As newer fields emerge within data science and the research is still hard to grasp, sometimes it’s best to talk to the experts and pioneers of the field. Recently, we spoke with Alex Ratner, co-founder and CEO at Snorkel AI, and an Assistant Professor of Computer Science at the University of Washington ahead of his upcoming ODSC West 2022 talk on data-centric AI. You can listen to the full Lightning Interview here, and read the transcript for the first few questions with Alex Ratner below.
Q: What is data-centric AI?
Alex Ratner: A lot of the focus that we’ve looked at has been around what often blocks teams, which is the training data set – these big label data sets that the model fits to learn from. The goal of a standard supervised machine learning model is to fit to but not overfit a bunch of labeled data. What we mean by data-centric AI is that it’s a hypothesis that the average developer is going to need to spend more time, and you’re going to get more leverage out of iterating on the data than iterating on the model. It’s not strictly an either-or, it’s kind of a thesis that you’re going to get more leverage out of improving your data or your data set labeling more data, improving the quality, improving the way that you’re slicing or sampling or augmenting the data, etc, rather than picking a slightly different transformer model.
This all credits the way that the model development has just taken off over the last couple of years. But most often today that’s where you get the leverage. So it’s a hypothesis about that, and it’s just a set of techniques that help you do this development of the data now. For us, we do largely focus on the training data sets, but I think it’s very exciting as an area to explore because there’s so much to explore in this area now that you’re looking at testing and evaluating data sets.

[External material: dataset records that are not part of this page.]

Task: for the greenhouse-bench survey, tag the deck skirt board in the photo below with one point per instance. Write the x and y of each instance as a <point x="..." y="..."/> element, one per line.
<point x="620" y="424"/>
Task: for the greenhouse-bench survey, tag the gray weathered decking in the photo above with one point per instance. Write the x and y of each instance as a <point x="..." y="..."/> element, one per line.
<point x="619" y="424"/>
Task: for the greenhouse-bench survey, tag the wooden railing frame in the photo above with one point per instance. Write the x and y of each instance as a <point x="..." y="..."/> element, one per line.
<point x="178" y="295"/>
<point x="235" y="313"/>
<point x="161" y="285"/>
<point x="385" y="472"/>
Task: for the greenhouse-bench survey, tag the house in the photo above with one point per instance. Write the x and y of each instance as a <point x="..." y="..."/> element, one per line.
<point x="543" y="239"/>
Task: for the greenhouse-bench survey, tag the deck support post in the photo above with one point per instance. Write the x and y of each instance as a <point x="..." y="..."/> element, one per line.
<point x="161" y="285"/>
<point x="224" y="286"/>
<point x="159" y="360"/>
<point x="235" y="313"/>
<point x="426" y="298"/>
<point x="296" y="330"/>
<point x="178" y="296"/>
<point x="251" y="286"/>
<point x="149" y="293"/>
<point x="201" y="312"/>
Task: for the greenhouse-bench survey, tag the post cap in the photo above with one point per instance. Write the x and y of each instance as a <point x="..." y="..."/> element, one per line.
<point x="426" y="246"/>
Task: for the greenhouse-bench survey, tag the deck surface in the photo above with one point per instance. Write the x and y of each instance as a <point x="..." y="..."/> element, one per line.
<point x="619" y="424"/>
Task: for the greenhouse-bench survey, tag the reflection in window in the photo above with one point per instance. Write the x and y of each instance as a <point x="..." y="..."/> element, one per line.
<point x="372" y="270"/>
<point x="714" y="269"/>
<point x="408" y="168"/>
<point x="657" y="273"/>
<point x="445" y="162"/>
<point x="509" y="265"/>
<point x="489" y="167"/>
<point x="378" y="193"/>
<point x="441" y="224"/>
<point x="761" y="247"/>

Thinking about other aspects of how the data is developed and processed is super interesting. My co-founder and former advisor Chris Ray started putting in some notes about test set engineering because a lot of people are used to “oh the test set is something I download from a benchmark and then I just get a score that gets spit out at the end and it tells me out how well I do.” But actually, even engineering the data sets that you’re using for evaluation is hugely important. You need to make sure that it’s sampled in a way that reflects your deployment environment, that it’s refreshed, that it’s monitored, etc. I absolutely think it’s more expansive than just a training set, although that’s often what we focus on just because that’s the kind of zero to one blocker to actually get a model built.
Q: Why is data-centric AI getting so much attention now?
Alex Ratner: I think there’s a technological aspect and then there’s a cultural aspect. I think on the technological side, it really just has to do with the tremendous explosion in progress and convergence around machine learning models. If we start on the academic side. if you went to any kind of ML, NLP, computer vision, or applied conferences and you looked at the average paper, they were about specific models or specific types of features that did really well in specific tasks. If you wanted to solve some problem X in industry, you would have to build a specific, specialized model for that. The model was the blocking point and it was where you had the kind of differentiation and how well your solution worked. Now, we’ve had this tremendous process towards not only models getting more powerful and more automated, but also more convergent. Lately, everything is a transformer, and then we go on to the latest variants. If you look at state-of-the-art results, the models are very very similar across a huge range of applications and data sets.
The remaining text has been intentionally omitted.